山口大学の高橋征仁教授(社会心理学)は7月19日、守谷市で講演を行い、福島第一原子力発電所事故により拡散した放射性物質でホットスポットとなった関東の地域住民に対する意識調査結果を公表した。分析によると、食品回避などの被ばくリスク低減行動をとっている母親ほど専門知識を有しており、また「放射線恐怖症」と呼ばれるような精神的な特徴はなかったと結論づけた。
高橋教授は、原発事故で放射能被害があったにも関わらず、ほとんど研究がなされていない福島県外の汚染地域を対象に調査を実施。放射性物質汚染対処特措法の汚染状況重点調査地域に指定されている千葉と茨城の住民約2000人から回収したアンケートの回答をもとに、低線量被曝問題をめぐる意識や行動などに関して分析した。
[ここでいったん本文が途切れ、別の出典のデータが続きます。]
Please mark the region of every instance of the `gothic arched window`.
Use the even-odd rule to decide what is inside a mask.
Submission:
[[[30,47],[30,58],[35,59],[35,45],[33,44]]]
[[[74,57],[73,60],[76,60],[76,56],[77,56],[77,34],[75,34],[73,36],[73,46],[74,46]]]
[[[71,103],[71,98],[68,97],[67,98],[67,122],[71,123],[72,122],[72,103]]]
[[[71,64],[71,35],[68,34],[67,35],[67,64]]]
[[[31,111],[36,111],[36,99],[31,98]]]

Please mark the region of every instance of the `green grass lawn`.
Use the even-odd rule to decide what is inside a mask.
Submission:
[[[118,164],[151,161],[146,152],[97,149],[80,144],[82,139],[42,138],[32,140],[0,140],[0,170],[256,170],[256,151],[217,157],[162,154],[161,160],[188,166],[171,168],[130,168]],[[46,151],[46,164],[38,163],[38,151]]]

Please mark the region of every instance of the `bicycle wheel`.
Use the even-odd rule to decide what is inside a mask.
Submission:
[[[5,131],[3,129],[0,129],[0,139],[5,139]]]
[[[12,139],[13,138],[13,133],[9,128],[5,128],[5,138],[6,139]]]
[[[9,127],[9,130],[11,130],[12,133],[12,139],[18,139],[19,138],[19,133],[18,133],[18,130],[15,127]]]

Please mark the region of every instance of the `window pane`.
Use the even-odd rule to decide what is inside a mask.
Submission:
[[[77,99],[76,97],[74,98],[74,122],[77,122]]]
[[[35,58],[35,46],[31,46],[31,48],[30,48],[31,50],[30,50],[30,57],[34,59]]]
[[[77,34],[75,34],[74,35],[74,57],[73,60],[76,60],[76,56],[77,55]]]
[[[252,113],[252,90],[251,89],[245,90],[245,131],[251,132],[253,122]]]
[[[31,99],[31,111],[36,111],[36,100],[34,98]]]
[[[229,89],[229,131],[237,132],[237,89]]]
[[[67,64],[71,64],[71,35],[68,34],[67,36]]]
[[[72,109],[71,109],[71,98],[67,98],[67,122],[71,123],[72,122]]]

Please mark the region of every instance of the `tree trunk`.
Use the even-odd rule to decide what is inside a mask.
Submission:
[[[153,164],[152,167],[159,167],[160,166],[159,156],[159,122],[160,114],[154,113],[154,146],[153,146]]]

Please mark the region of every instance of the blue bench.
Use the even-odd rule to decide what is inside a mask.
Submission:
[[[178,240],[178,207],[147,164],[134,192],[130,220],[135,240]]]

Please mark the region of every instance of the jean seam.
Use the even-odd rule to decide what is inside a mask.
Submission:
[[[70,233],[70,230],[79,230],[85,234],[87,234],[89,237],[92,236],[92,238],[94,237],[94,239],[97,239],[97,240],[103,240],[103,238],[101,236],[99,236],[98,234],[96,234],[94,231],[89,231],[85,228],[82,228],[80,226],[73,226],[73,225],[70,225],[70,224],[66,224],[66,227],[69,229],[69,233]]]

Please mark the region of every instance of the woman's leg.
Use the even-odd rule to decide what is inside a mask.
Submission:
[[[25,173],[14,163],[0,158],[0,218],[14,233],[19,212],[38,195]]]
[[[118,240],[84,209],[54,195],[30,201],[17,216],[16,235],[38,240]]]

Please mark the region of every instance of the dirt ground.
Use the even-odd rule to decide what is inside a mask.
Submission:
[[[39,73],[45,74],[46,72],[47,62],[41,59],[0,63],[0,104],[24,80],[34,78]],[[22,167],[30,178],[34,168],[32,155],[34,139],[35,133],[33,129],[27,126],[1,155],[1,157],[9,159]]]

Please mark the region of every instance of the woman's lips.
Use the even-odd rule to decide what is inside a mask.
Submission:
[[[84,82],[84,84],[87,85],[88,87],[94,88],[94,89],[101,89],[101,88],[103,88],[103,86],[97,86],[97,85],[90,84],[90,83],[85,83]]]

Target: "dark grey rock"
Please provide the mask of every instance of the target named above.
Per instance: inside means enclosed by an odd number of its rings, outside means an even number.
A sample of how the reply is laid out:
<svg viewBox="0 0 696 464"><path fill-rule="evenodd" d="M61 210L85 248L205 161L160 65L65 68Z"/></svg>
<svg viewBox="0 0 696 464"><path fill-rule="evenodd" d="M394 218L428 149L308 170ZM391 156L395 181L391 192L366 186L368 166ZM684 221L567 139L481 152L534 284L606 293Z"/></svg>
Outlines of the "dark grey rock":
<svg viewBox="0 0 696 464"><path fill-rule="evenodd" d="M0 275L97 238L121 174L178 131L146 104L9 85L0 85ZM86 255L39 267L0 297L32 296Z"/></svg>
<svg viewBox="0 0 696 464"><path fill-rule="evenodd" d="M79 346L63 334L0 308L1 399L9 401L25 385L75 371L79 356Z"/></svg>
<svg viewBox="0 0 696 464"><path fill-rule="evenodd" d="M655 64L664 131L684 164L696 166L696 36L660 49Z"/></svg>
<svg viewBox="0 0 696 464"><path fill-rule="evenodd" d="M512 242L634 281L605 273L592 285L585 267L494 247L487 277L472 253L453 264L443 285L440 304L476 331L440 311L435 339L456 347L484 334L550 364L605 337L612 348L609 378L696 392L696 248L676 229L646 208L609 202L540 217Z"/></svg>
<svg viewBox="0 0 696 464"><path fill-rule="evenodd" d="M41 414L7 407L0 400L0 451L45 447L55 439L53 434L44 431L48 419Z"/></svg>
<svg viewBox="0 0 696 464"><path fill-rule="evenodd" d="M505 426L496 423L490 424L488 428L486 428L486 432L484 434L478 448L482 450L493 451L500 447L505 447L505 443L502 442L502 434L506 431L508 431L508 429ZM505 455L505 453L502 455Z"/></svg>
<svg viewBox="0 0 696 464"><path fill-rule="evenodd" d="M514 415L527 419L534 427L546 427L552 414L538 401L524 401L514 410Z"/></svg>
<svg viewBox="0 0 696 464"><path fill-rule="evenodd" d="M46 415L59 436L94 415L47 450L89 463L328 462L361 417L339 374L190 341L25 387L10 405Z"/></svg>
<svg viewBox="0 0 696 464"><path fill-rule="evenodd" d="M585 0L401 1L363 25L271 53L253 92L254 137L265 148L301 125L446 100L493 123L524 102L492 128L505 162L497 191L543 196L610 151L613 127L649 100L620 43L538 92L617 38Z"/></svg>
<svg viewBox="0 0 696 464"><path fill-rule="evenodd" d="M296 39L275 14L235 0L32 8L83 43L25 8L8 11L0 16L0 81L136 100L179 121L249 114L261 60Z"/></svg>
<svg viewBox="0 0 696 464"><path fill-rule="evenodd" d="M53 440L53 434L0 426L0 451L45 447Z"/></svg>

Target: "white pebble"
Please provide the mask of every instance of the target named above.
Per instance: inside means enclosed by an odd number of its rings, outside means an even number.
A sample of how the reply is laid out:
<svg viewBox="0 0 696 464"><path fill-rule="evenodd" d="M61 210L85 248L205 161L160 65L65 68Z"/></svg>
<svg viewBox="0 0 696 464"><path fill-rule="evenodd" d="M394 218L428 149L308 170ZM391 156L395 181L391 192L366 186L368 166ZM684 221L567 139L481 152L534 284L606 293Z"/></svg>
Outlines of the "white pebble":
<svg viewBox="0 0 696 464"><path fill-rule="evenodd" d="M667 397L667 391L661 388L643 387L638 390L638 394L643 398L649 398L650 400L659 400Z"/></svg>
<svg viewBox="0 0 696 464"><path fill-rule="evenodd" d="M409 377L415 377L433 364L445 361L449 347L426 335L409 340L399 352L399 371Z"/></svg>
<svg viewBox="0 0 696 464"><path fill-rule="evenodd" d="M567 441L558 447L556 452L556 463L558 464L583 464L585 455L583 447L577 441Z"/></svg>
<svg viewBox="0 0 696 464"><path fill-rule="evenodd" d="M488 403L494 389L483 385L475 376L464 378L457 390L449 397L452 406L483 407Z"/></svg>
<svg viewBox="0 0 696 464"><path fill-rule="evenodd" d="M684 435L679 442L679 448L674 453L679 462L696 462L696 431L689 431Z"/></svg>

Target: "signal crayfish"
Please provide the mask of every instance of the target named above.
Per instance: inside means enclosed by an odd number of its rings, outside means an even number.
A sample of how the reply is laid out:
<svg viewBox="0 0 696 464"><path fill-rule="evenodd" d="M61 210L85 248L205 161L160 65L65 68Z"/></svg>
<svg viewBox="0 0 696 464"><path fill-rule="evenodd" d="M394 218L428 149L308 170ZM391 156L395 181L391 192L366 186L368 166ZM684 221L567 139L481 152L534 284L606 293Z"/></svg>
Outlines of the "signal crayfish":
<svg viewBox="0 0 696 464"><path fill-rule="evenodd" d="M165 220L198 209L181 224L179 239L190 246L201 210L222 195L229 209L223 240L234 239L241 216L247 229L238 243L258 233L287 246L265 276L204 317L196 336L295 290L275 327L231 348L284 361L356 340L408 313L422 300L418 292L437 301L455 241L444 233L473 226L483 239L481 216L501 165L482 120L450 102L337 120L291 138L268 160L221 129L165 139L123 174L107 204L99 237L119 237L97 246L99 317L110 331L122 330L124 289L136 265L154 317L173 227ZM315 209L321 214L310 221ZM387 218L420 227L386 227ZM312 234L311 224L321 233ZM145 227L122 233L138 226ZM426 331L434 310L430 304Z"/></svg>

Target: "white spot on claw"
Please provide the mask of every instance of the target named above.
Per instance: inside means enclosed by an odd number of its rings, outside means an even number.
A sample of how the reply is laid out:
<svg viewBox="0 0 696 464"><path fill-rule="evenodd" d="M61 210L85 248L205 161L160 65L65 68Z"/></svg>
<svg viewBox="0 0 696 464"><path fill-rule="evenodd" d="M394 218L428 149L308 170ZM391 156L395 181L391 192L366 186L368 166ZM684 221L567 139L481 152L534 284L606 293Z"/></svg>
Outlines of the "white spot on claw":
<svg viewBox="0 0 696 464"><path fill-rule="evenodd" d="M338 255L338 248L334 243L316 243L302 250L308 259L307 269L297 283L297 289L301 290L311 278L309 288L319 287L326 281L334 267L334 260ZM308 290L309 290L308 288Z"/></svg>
その結果、小学生以下の子どもがいる茨城在住の母親が、最も多くのリスク回避行動をとっており、中でも、つくば市在住の家族が、事故直後に避難行動をとっていた人数が多いことが分かった。また、リスク低減活動をしている人は、メディアリテラシーが高く、積極的に情報収集を実践していると専門家のブログやチェルノブイリ事故に関する情報にアクセスしていることが、リスク回避に影響していることが分かった。
一方、事故から4年が経過した現在では、事故当初に比べ、実践している被ばくリスク低減活動は大幅に減少。「対策なし」が役割から5割に増加した。しかし、「水道水」や「牛乳」「魚介」については、今も2割程度リスク回避をしていた。
調査では、買い物ストレスや家族などとの関係で、この4年間で、疲弊していることも明らかとなった。また、外部との軋轢を割けるために「放射能問題を人前ではしゃべらない」ことにしている割合が高かった。
政府が実施しているリスクコミュニケーションや政府広報では、被ばく低減活動をしている母親たちを「放射能恐怖症」といった見方で、不安解消策を展開している。これに対し、同
調査では、BIS(Behavior Inhibitition System 行動制御システム」の尺度を用いて、実際に、政府の指摘が正しいかを分析した。
その結果、リスク回避をしている人としていない人の不安傾向を比較したところ、両者に大きな違いはなく、避難したり、食品を回避している母親たちに「放射能恐怖症」と思われるような傾向ははなかった。
また、同調査では、今も変わらずリスク低減活動をしている母親の中に、子どもの体調に、何らかの「異変」を感じているケースが多いことも明らかにした。小学生以下の子どもがいる場合、子どもの体調に変調があった割合は、茨城県で3割、千葉県で2割程度存在するにのぼる。体調の変化で最も多かったのは鼻血で、咳や皮膚症状などが続く。
小学生以下の子どもがいる母親は、子どもたちに対して健診を希望する割合が圧倒的に高く、甲状腺エコー健診では8割、尿中の放射性物質検査は9割、血液検査も茨城では6割以降が希望していた。
調査にあたった高橋教授は、政府が広く拡散した放射能汚染を無視し、避難指示区域しか避難を認めていないことを疑問視。リスクコミュニケーションによる不安抑制策は、事故前に「原発は安全です」と言っていたロジックと同じであるとした上で、個人が被ばく回避を続けることには限界があり、社会化する必要があるとしている。同研究は、10月に刊行される関西学院大学災害復興制度研究所の『災害復興研究』に掲載される。